WATSONVILLE — The Watsonville City Council unanimously voiced its support of the Deferred Action for Childhood Arrivals (DACA) program Tuesday, joining numerous cities across the country in reaction to President Donald Trump’s decision to end the program.
The DACA program, created by President Barack Obama in 2012, allows people who immigrated illegally with their parents before their 16th birthday, and who have a clear criminal record, to be protected from deportation and obtain a work permit.
On Sept. 5, Trump announced he would end the program, and people already enrolled in DACA will remain covered until their permits expire. If that happens before March 5, they are eligible to renew them for another two years as long as they apply by Oct. 5.
The resolution passed Tuesday declares Watsonville a “Dreamers City,” in reference to the DREAM Act, an amnesty bill for undocumented immigrants that was rejected by lawmakers numerous times. The resolution also urges Trump and other legislators to continue and codify the DACA program.
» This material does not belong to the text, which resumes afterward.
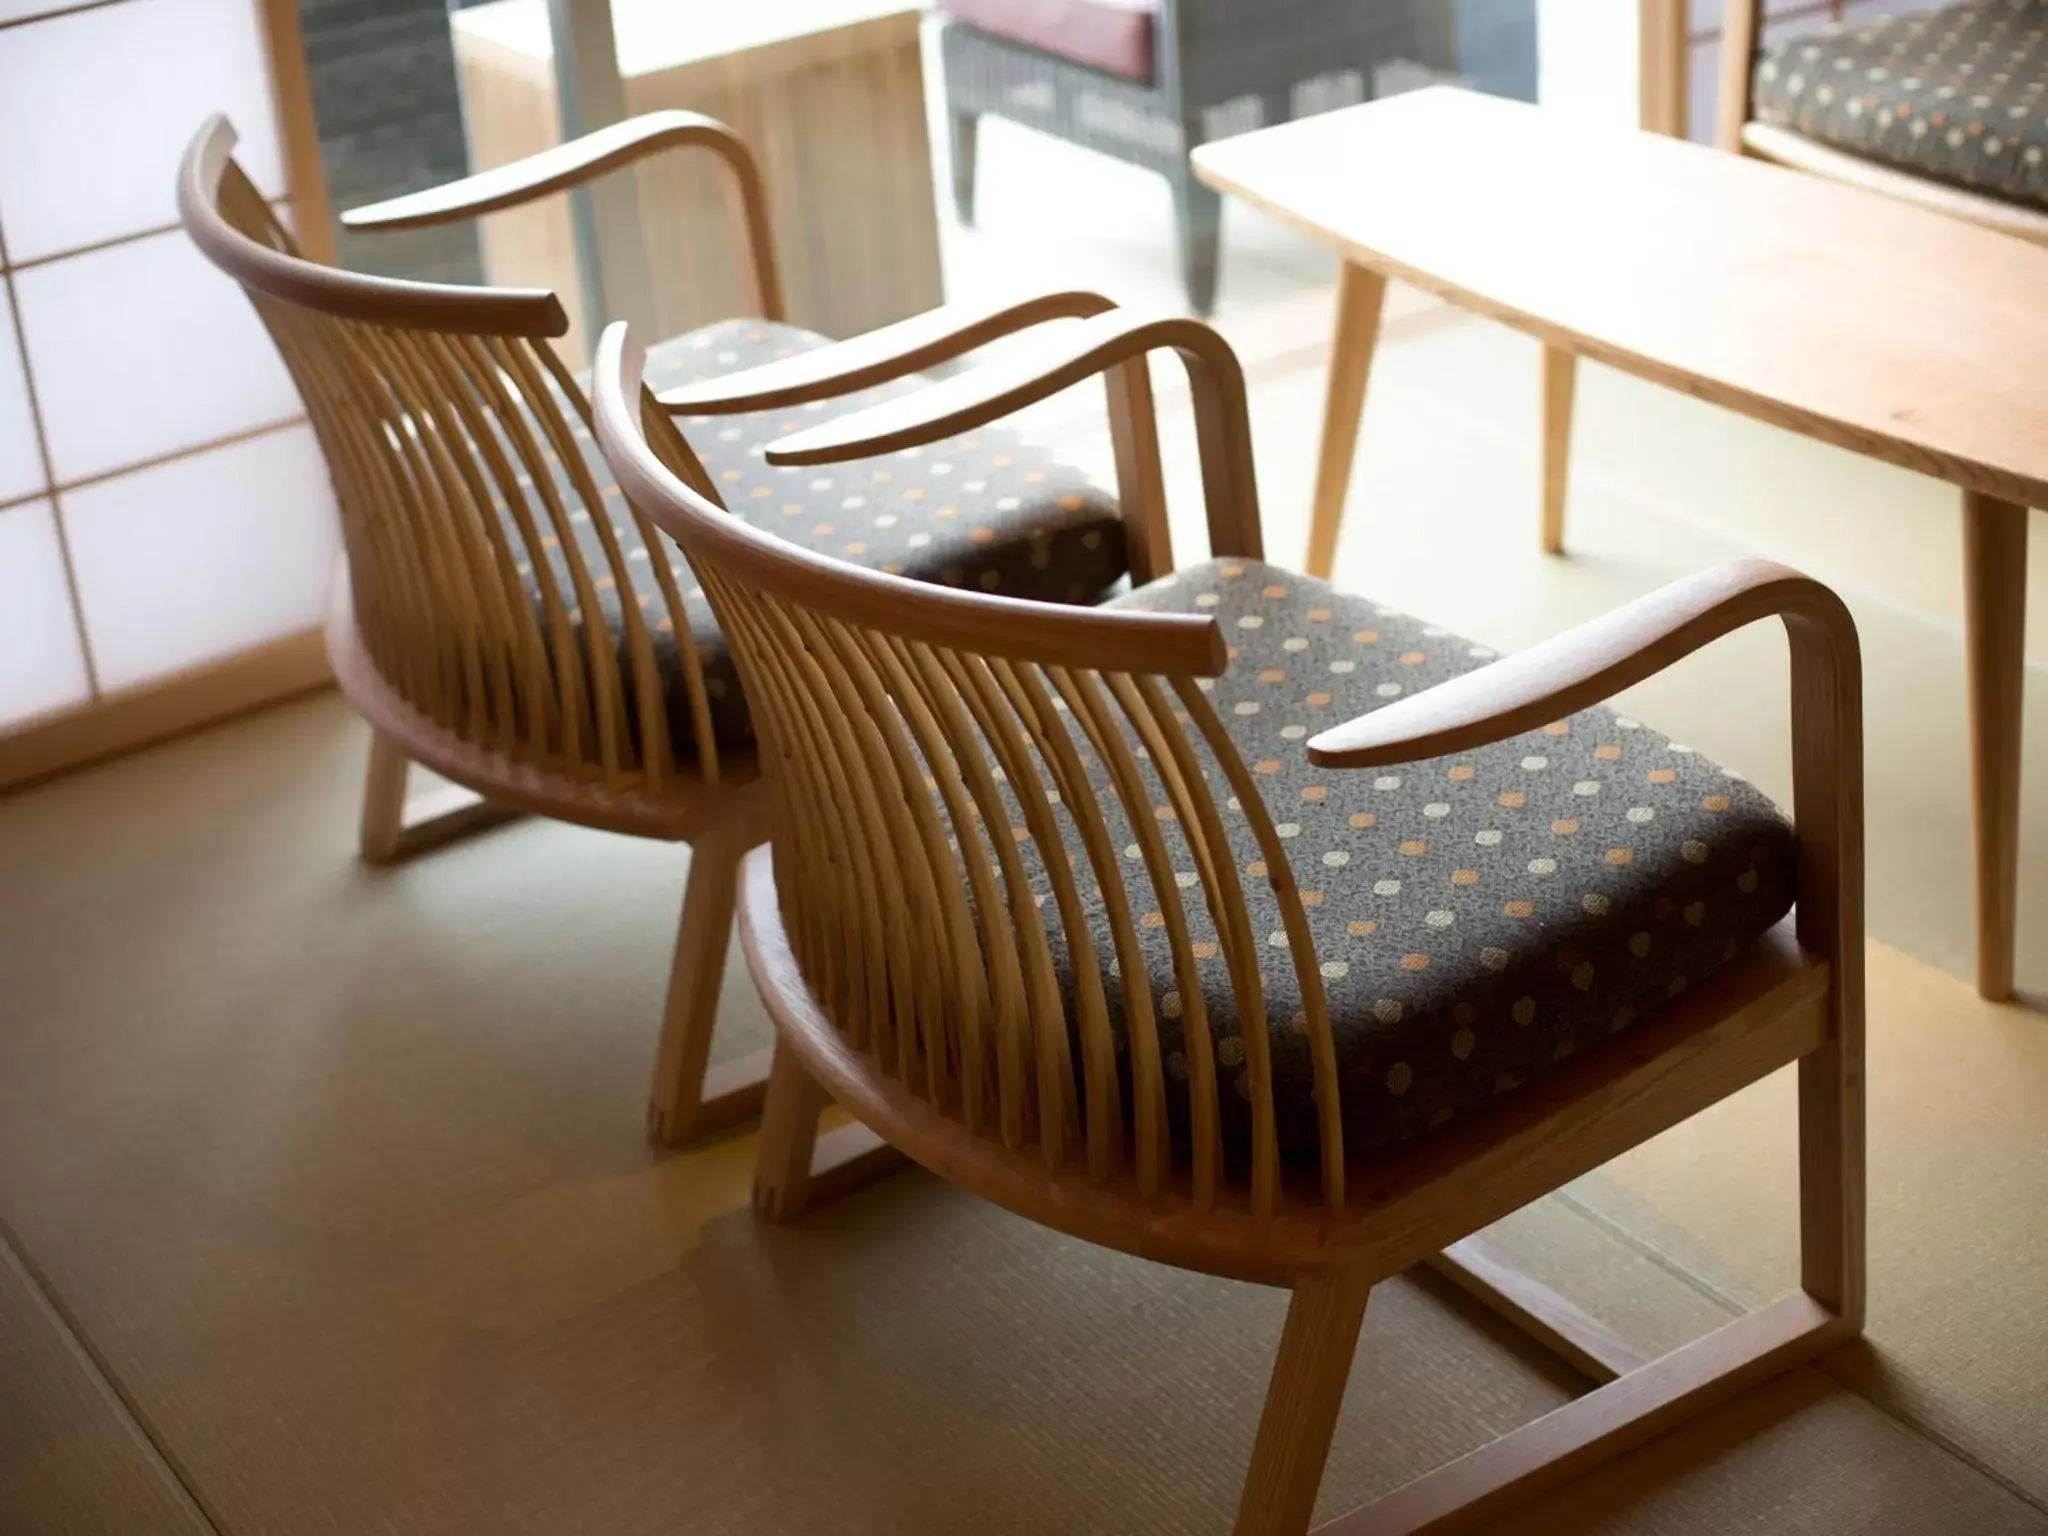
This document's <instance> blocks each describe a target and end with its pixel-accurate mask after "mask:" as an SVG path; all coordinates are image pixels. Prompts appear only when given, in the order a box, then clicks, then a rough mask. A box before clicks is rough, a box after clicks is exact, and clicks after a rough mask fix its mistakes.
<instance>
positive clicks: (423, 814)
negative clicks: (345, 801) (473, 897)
mask: <svg viewBox="0 0 2048 1536" xmlns="http://www.w3.org/2000/svg"><path fill="white" fill-rule="evenodd" d="M410 774H412V760H410V758H408V756H406V750H403V748H399V743H397V741H393V739H391V737H389V735H385V733H383V731H371V758H369V770H367V772H365V776H362V825H360V834H358V842H356V846H358V850H360V854H362V862H365V864H395V862H397V860H401V858H412V856H414V854H422V852H426V850H428V848H436V846H440V844H444V842H453V840H455V838H463V836H467V834H471V831H483V829H485V827H496V825H498V823H502V821H510V819H512V817H516V815H520V813H518V811H516V809H512V807H510V805H498V803H496V801H485V799H483V797H481V795H475V793H473V791H467V788H463V786H461V784H444V786H442V788H434V791H428V793H426V795H420V797H418V799H408V797H406V780H408V778H410Z"/></svg>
Councilwoman Rebecca Garcia requested the resolution be amended to include language that advocates for a path to citizenship for the “Dreamers.”
Councilman Felipe Hernandez said a “hateful movement” from Trump has targeted young students who came to this country “through no will of their own.”
“We have to protect them,” he said. “They are the future of Watsonville.”
Councilman Jimmy Dutra cited a recent incident in Houston, Texas, when two undocumented immigrants, one of them a DACA recipient, died trying to save people from rising floods during Hurricane Harvey.
“How do we turn our backs on people that are willing to give their lives for their country?” he said.
Nancy Park of Santa Cruz, whose parents immigrated to the United States from Korea, said while there are many Dreamers who lead successful lives, there are many others who are struggling.
“The approach is not to shut them out, it’s to take care of them,” she said.
Copies of the resolution will be sent to Trump, Senators Dianne Feinstein and Kamala Harris, Congressman Jimmy Panetta and other state legislators.
Also during Tuesday’s meeting, the council declared the second Monday in October as Indigenous Peoples’ Day.
The day is meant to celebrate the region’s American Indian and indigenous community. It coincides with Columbus Day, a day that marks the anniversary of Christopher Columbus’ arrival in the Americas in 1492.
In protest to the treatment of the indigenous populations during European colonization, many cities across the nation have recently replaced Columbus Day with Indigenous Peoples’ Day, including Los Angeles.
Watsonville’s resolution does not replace Columbus Day.
Abel Mejia, social studies teacher at Watsonville High School, has been advocating for the council to declare an Indigenous Peoples’ Day, and collected 700 signatures of people in support.
“This resolution is pro-indigenous, and truthful and historically accurate,” he said.